Mais contrairement à la plupart des hommes d’affaires ruinés, Lee Shubert avait un plan … secret, et pas totalement avouable. Lorsque la vente aux enchères a eu lieu suite à la faillite de l’empire Shubert, sur les marches du tribunal du comté de Manhattan, il n’y avait qu’un seul soumissionnaire. Un empire théâtral évalué à 25 millions de dollars a été acheté pour seulement 400.000$ par «Select Theatre Incorporated», une nouvelle société appartenant exclusivement à Lee Shubert. C’est ainsi qu’il prit seul le contrôle de l’empire familial, faisant de son frère Jacob un employé frustré à vie, seule la mort mettra une fin à leur querelle. Quoi qu’il en soit, un Shubert restait propriétaire de la plupart des théâtres du pays.

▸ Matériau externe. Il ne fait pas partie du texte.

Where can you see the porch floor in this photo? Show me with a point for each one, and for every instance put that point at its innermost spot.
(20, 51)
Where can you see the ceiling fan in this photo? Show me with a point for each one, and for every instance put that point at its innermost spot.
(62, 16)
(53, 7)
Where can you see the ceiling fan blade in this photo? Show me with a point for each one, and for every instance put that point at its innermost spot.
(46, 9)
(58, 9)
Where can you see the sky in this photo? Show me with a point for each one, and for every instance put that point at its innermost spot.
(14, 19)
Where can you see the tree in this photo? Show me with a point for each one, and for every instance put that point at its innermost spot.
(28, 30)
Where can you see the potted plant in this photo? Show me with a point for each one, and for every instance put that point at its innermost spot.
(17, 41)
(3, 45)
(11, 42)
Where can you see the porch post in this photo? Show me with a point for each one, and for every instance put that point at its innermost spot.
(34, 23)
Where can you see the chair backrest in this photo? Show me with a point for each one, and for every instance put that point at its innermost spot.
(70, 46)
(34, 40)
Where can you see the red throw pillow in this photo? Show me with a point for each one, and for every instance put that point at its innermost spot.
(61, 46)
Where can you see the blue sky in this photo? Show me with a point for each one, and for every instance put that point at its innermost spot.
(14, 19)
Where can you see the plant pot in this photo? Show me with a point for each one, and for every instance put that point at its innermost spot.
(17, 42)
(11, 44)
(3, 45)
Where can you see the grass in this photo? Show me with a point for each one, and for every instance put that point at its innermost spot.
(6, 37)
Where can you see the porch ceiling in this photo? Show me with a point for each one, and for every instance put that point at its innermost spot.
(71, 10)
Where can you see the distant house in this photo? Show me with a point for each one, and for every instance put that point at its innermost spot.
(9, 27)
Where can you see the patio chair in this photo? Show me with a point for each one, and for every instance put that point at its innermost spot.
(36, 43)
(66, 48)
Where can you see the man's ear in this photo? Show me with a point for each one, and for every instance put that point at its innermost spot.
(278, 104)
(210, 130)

Pendant une brève période, Lee Shubert a été vu par l’entièreté de la profession comme un héros: le parc théâtral était sauvé. Mais très vite, il s’est montré plus impitoyable en affaire que jamais, et son image s’est évanouie, et il a été plus méprisé que jamais. Mais tant qu’il restait l’homme le plus puissant du théâtre américain, Lee Shubert ne se souciait pas d’être aimé ou détesté.

 


Le long cauchemar de la Grande Dépression n’a pas empêché les années '30 d’être une décennie très intéressante pour le théâtre musical. Même si le nombre de nouvelles œuvres produites est beaucoup plus faible que lors de la décennie précédente, les meilleures étaient de vrais grands divertissements. Les revues n’ont pas disparu, mais ont dû s’adapter: elles sont devenues plus petites, mais plus drôles. Les musicals ont été mieux construits, en développant de vraies cohérences artistiques. Et les opérettes ont été plus spectaculaires que jamais. Les séries sont devenues plus courtes, mais il y avait suffisamment de spectateurs payants pour maintenir le théâtre musical en vie, mais à peine.

Broadway était «sous perfusion» mais pas mort.